Since the onset of COVID-19, the skilled nursing facility industry has been subject to increased scrutiny. Many people worried about the rapid spread of the disease, and the Center for Disease Control announced that individuals living in such facilities were at an increased risk. On February 28, President Biden sought to address these concerns by announcing a series of major reforms targeting assisted living and skilled nursing facilities. These new nursing home regulations are part of an ongoing effort to improve living conditions for facility residents and thwart the deadly spread of COVID. Any professional who works in skilled nursing should be familiar with the following implications of Biden’s SNF reform plan.
Private Equity Ownership
One of the first issues addressed in Biden’s plan is private equity ownership of skilled nursing facilities.
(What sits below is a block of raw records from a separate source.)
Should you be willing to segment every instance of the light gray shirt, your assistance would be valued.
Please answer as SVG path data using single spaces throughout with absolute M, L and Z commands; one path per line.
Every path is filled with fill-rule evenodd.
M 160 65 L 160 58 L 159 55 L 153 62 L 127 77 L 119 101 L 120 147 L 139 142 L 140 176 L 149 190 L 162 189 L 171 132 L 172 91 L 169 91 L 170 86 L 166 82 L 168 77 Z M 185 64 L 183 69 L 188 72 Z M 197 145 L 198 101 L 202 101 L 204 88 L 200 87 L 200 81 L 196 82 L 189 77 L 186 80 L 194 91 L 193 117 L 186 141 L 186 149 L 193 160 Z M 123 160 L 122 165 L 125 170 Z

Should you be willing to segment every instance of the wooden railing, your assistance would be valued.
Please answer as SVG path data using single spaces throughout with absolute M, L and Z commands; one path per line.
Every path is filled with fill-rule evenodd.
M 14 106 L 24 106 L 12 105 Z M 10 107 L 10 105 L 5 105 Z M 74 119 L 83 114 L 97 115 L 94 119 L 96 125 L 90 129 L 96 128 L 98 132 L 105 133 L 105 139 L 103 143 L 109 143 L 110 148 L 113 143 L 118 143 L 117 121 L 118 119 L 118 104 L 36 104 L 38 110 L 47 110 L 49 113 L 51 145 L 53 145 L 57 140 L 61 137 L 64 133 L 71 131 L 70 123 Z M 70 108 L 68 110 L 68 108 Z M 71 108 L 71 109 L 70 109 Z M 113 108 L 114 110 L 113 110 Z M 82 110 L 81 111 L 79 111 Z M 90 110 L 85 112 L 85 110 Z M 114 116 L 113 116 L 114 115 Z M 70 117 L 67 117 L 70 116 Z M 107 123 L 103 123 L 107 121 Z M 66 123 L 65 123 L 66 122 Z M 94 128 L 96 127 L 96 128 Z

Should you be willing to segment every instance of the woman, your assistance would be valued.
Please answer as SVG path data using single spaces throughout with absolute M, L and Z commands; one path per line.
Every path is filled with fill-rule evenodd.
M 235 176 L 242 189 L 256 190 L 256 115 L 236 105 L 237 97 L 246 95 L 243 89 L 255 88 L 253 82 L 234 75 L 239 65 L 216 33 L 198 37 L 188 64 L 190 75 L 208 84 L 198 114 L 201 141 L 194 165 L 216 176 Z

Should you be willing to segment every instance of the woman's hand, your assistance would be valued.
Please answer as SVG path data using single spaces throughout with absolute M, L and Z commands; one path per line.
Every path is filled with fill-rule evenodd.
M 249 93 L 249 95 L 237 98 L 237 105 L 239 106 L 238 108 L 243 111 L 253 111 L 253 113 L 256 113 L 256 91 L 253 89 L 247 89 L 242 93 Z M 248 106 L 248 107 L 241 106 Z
Biden said that nursing home quality has declined as a result of “Wall Street firms [taking] over more nursing homes,” and pledged to end the problem by setting higher standards through Medicare. Some critics of Biden’s announcement pointed out that only a fraction of skilled nursing facilities are owned by private equity firms, and it’s unclear how Medicare would be used for nursing home risk management in privately owned properties.
Minimum Staffing Requirements
Biden’s announcement also highlights the chronic staffing shortage that many skilled nursing facilities have faced in a post-COVID world. The announcement promised to implement minimum staffing standards within a year, and it said that the requirements will be based on new research done by the Centers for Medicare & Medicaid Services (CMS). Though an increase in staff members would surely improve residents’ quality of living, the National Center for Assisted Living countered by highlighting industry-wide efforts to hire more caregivers and concluding that there is simply a shortage of such professionals available to work.
Maximum Room Occupancy
Yet another issue addressed in Biden’s announcement is the intent to phase out multiple resident rooms. The notice says that nursing home residents often share rooms, and CMS aims to eliminate these types of accommodations while encouraging facilities to utilize single occupant rooms. Indeed, nursing home risk management is vital. Rooms with multiple residents increase the potential spread of COVID-19 and other infectious diseases, but many residents prefer the companionship provided by a shared room and many cannot afford the increased expense of their own individual room.
More Safety Inspections
Finally, Biden announced his intent to devote more funding to safety inspections that would serve to implement these new standards. He specifically indicated a targeted 25% increase in funding that would allot $500 million to CMS for SNF health inspections. These inspections would also include compliance surveys that may allow low-performing facilities to eventually “graduate” when they meet the minimum requirements of the inspection.